The National Mining Association expects the rules’ impact on coal-fired generation to be dramatic and intentional.

“Today’s announcement is the culmination of the Biden administration’s yearslong plan to force the closure of well-operating coal plants — a plan that is completely at odds with America’s energy reality,” said Rich Nolan, the industry group’s CEO.

“As we look ahead, with grids already strained to their max, the repercussions of this reckless plan will be felt across the country by all Americans,” he said.

NMA released a white paper recently that said there was a “gap growing between the power supply the nation needs and what it will soon have,” and predicting that “shortages are imminent.”

The white paper pointed to ballooning power demand from the electrification of new sectors — like transportation — and the expansion of power data centers and crypto mining.
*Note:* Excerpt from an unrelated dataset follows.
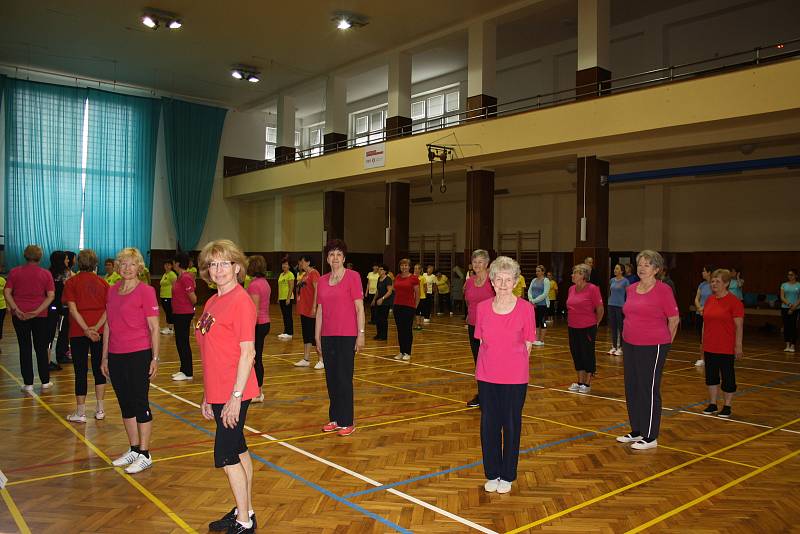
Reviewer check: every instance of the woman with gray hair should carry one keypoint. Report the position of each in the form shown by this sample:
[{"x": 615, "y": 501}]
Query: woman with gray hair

Nolan said the rules expose the economy to a host of power supply and grid reliability risks.

But a senior administration official told reporters in Wednesday's briefing that EPA included new flexibilities in the final rule to ensure that it wouldn’t lead to supply disruptions.

That includes a provision for short-term supply emergencies that allows gas plants to operate at a less stringent emissions rate — allowing new gas units, for example, to run more and provide more power temporarily without having to meet tougher pollution standards.

“So, it essentially sort of holds units harmless when they're providing service to the grid during these defined emergencies,” the official said.

The final rule also allows states to keep online retiring power plants for an additional year if they can demonstrate the unit's retirement threatens grid reliability. The aim is to address concerns that fossil fueled power plants might exit the grid before their generation can be replaced.

Michelle Solomon, a senior policy analyst at Energy Innovation, said the long lead times EPA is providing for its rules should prevent supply shocks.

“What's happening right now is that because of the poor economics of coal, coal plants are retiring unexpectedly, and it's leaving grid operators, utilities, etc., kind of caught flat-footed without having planned for the new capacity and the new transmission needed to stabilize the grid in that area for when that coal plant retires,” she said. “So what we really see as missing right now is that proactive planning for these retirements that are going to be inevitably coming.”